Her cheeks burned with color and a range of emotion flared in her eyes. She was, Mike decided, either angry or on her way toward drunk. He couldn’t determine which. He glanced at the bottle, but the deep green obscured the level of the liquid inside.
He turned back to Carly. “And what was that?” he asked.
“I showed up unexpectedly, dinner in hand for my overworked fiancé.”
“He ignored you for work?” The selfish bastard. Mike stood, crossing the room until he was close enough to breathe the intoxicating scent of vanilla. Who needed champagne when a man could get drunk on this?
“Nope.

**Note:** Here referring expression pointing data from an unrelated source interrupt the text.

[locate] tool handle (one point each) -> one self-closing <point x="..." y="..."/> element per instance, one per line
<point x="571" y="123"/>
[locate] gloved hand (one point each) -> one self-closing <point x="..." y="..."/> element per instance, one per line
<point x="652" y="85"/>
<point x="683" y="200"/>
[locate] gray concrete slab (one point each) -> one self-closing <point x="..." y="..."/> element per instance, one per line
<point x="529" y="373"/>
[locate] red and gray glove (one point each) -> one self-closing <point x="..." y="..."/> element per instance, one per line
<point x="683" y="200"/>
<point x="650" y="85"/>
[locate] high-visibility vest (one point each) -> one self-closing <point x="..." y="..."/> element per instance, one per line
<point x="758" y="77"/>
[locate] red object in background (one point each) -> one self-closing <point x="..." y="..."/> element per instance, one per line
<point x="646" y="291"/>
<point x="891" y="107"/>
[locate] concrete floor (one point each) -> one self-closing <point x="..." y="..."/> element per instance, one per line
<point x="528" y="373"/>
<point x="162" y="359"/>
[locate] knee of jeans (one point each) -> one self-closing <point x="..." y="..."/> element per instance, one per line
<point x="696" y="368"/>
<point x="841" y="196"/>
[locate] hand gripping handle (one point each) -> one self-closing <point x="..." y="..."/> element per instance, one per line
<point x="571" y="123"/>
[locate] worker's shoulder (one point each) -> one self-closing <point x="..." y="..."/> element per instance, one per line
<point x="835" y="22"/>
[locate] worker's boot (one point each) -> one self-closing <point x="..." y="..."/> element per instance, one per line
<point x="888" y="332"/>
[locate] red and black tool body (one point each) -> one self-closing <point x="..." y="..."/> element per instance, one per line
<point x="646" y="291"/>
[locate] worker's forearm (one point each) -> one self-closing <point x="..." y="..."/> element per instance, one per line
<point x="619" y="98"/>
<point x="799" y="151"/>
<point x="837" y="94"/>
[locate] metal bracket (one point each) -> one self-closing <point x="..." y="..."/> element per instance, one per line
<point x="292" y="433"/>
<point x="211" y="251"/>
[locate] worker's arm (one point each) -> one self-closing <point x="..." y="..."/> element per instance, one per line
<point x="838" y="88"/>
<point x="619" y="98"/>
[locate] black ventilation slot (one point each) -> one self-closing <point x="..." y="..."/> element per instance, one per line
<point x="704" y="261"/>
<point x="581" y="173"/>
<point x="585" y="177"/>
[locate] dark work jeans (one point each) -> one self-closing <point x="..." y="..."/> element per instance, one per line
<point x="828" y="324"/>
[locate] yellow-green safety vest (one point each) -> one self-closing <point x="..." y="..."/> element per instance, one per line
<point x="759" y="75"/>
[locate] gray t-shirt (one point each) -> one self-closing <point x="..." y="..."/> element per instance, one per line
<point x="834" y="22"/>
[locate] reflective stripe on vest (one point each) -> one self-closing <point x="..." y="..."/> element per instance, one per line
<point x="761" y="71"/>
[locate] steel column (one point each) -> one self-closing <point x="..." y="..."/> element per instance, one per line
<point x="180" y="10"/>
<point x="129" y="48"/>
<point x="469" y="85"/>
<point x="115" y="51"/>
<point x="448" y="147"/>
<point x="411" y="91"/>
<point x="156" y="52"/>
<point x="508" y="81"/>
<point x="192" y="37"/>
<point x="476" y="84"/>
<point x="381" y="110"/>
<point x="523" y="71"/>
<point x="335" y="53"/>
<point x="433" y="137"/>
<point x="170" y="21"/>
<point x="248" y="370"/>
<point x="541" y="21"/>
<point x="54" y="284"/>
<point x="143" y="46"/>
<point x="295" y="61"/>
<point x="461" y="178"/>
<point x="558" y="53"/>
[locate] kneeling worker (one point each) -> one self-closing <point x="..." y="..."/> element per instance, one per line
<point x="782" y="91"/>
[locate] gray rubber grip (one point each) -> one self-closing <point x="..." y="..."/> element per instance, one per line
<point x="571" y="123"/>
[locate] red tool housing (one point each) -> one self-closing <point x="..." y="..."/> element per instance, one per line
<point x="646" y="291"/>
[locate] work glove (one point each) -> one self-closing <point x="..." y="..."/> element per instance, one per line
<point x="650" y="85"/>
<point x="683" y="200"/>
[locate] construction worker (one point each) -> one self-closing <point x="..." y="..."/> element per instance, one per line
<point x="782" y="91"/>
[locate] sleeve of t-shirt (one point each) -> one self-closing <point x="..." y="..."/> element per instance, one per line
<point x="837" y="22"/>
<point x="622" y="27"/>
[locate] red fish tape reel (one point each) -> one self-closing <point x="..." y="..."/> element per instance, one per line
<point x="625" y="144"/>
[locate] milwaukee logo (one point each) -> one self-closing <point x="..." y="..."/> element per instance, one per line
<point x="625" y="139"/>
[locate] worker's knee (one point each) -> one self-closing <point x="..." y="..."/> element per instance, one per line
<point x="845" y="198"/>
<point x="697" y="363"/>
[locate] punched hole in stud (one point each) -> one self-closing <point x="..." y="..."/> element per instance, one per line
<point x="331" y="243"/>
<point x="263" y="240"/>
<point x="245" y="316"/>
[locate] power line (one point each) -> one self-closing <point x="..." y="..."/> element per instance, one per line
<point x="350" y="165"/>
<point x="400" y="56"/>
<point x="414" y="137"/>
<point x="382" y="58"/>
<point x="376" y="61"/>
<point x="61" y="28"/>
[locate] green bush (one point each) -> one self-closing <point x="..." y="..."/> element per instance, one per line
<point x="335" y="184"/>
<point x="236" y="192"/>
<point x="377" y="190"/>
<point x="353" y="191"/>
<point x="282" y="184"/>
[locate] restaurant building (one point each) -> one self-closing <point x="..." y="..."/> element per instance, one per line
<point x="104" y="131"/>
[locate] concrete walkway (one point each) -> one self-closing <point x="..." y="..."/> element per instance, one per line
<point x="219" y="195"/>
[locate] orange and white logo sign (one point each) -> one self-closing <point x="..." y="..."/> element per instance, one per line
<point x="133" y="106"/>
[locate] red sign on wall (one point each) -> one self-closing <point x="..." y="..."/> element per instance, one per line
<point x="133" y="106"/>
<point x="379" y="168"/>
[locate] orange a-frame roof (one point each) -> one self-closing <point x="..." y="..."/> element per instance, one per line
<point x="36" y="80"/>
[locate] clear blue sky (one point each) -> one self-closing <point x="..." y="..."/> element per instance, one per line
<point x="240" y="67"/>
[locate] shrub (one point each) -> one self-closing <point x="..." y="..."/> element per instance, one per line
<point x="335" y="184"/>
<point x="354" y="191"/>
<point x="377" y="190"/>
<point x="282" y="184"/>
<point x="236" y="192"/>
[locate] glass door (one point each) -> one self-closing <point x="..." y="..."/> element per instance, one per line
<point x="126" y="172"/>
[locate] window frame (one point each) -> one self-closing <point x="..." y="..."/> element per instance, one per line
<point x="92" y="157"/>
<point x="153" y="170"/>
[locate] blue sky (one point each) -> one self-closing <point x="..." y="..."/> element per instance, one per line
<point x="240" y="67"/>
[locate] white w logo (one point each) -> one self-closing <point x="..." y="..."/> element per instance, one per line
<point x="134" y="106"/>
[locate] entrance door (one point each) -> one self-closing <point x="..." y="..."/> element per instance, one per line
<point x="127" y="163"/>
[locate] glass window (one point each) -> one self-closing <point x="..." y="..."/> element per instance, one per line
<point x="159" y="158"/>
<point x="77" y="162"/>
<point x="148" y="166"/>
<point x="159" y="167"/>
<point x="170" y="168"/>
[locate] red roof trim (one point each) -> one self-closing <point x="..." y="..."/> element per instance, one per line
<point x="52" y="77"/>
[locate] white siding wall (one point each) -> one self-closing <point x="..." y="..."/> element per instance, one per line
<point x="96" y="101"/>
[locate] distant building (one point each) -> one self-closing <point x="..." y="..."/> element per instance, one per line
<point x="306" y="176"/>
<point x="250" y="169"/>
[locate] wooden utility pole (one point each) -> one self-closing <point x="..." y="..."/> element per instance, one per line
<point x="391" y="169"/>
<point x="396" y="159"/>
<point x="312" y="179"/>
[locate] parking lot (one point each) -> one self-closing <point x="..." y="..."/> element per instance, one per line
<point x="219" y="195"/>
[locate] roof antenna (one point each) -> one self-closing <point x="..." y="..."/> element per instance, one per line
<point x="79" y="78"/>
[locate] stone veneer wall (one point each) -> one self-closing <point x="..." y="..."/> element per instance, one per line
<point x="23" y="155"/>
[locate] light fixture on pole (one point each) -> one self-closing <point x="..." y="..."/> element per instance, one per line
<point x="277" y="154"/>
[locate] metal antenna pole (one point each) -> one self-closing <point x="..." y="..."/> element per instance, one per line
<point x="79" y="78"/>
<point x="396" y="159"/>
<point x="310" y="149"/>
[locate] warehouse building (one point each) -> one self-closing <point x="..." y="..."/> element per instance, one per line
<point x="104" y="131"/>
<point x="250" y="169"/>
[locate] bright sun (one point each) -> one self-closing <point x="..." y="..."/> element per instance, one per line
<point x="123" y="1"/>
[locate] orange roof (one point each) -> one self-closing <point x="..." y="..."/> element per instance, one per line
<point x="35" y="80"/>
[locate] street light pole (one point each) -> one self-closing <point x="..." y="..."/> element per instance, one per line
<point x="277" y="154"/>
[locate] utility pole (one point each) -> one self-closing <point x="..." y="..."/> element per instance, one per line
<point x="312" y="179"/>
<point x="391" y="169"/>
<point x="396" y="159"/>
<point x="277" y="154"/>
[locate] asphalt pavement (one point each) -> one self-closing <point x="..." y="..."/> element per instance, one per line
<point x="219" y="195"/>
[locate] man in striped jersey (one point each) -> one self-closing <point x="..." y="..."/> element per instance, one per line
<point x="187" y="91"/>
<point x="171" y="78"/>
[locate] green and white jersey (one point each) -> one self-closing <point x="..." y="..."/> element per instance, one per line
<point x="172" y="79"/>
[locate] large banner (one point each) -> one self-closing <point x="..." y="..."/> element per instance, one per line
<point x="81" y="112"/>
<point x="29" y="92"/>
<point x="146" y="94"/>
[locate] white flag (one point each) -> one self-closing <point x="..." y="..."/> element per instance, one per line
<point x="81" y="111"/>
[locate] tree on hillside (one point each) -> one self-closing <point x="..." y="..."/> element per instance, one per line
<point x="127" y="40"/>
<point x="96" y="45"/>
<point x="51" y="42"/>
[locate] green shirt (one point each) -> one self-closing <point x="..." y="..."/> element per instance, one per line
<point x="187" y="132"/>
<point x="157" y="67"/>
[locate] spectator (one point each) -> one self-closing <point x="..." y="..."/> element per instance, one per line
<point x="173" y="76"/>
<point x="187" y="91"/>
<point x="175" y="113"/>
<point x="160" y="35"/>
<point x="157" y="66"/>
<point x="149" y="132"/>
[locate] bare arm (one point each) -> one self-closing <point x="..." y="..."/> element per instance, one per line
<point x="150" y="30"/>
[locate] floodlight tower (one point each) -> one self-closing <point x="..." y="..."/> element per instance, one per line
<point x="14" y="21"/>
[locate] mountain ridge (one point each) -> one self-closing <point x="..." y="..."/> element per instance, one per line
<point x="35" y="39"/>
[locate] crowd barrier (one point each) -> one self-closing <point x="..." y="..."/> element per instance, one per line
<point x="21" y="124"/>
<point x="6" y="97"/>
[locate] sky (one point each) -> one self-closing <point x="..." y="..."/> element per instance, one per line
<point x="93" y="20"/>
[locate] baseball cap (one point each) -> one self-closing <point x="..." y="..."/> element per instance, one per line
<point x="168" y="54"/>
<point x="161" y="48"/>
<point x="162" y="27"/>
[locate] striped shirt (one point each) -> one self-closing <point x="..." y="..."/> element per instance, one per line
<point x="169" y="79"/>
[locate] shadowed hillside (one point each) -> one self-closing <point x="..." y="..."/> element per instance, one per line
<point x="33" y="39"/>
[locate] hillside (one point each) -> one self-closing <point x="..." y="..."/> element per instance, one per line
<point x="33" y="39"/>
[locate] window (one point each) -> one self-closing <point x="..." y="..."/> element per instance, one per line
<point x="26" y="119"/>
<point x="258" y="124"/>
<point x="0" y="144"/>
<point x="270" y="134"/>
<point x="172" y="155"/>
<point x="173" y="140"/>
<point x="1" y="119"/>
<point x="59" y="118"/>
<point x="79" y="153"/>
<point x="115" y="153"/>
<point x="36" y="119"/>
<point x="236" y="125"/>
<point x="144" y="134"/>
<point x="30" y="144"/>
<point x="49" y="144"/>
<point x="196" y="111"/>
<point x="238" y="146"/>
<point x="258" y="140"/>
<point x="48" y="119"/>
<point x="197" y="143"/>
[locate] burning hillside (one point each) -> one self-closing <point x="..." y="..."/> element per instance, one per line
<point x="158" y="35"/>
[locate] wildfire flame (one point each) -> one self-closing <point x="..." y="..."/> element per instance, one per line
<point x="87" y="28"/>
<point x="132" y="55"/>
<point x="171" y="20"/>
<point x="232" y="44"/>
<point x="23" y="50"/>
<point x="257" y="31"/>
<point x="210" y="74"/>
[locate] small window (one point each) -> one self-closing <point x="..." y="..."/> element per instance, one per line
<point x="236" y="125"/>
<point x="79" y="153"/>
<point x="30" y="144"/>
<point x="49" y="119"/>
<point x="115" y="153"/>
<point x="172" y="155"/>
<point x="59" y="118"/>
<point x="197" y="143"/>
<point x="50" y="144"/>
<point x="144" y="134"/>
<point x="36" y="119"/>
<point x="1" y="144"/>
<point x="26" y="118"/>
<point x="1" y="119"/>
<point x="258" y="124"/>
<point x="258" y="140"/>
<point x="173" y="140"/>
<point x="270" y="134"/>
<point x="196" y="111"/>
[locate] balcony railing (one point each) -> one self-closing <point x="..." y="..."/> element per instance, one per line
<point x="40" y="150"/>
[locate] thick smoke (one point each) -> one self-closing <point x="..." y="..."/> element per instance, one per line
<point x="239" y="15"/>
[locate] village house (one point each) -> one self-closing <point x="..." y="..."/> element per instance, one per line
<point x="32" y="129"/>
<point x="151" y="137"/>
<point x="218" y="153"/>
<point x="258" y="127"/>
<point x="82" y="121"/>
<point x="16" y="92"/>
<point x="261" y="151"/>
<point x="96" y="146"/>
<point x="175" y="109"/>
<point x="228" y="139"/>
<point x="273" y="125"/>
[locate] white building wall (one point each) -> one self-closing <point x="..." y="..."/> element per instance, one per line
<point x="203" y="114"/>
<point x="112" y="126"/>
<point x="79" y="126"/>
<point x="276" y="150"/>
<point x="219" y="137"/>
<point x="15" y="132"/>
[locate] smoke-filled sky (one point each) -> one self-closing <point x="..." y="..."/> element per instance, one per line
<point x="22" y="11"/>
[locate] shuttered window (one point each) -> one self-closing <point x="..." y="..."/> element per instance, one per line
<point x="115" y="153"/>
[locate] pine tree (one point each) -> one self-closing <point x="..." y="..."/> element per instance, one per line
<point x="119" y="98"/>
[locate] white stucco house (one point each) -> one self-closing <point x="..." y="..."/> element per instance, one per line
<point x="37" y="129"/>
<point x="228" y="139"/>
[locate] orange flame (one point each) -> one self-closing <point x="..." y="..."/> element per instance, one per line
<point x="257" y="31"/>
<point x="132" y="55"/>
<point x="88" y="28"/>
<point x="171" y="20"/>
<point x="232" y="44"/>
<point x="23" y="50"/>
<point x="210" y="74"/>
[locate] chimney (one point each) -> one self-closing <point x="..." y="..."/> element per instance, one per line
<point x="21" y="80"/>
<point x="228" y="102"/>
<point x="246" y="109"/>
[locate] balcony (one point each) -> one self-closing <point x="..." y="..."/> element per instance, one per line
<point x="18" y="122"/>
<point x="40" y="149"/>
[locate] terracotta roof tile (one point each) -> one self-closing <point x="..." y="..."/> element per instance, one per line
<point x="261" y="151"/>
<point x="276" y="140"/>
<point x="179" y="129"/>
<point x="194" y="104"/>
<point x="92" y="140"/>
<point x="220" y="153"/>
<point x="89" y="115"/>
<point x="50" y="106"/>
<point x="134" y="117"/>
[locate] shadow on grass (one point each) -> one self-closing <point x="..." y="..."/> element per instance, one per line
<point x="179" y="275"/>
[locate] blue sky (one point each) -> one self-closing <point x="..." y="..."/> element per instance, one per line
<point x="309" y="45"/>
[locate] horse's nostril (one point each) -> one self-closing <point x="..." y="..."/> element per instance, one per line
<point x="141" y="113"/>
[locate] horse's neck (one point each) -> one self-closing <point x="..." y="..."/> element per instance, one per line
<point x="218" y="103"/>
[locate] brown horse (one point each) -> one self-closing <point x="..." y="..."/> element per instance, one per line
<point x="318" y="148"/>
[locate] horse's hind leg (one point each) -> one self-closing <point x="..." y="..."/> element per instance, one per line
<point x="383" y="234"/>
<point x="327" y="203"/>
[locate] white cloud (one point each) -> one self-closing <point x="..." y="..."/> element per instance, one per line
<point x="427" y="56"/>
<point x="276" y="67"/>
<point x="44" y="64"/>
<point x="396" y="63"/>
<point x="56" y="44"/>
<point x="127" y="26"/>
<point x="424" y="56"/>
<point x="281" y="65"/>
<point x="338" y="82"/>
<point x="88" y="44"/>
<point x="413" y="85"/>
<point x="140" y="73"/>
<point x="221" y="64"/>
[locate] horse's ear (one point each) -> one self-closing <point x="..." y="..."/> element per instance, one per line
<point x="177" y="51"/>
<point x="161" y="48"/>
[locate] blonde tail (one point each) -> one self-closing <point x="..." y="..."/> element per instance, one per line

Guess again.”
He rubbed his forehead, wondering what his moron brother, who cared about but didn’t love Carly, had done now. “Was he angry you surprised him?”
“Nope. Guess again.” A smile quirked around the edges of her mouth. “Three strikes and you’re out.”
Mike tossed his hands in the air in a gesture of defeat. “I give up. What happened?” If his brother had hurt her, Mike would ring his stuffy neck.
“He was already eating.” She paced the floor. Her hips swayed beneath the opaque material.
He already knew he could span her waist with his bare hands. “And?”
“And laughing.” She whirled around to face him. “Did you ever hear anything so ridiculous? Peter was laughing with that associate in training—who, by the way, needs as much training as Flipper.”
Mike walked up beside her and placed a comforting hand on her shoulder. “Was he doing anything... wrong?”
She shook her head slowly from side to side.
“Anything... unethical maybe?”
Again, she shook her head. “But he laughed.” She leaned against a pink marbleized wall and sighed. “He never laughs with me.”
The admission cost her, Mike could tell. She looked up at him, her eyes bright with unshed tears. “And I can’t remember the last time I laughed with him.”
“Oh, sweetheart.” I could have told you that.
He placed a hand around her waist, ignoring how easily she fit her body to his, how soft and right she felt in his arms, and led her to the oversized pillow on the floor.
Seating himself next to her, Mike took her hand in his. “If you think you’re making a mistake, now’s the time...”
“No!” Carly jerked her hand back and rubbed it against the silk pants. “I didn’t say that. It’s just that with planning the wedding, things have been tense. His work, my work... you know how it is.”
Oh, yeah. He knew. And he had a strange feeling she did, too. So why push so hard for something that wasn’t right? That would only make her unhappy for the next fifty or so years? And why didn’t his intelligent brother, who’d attended college and law school on scholarships, see the truth?
Mike sighed, reminding himsel
f that he’d be back touring the world in no time and Carly’s pain would be a distant memory. Or would it?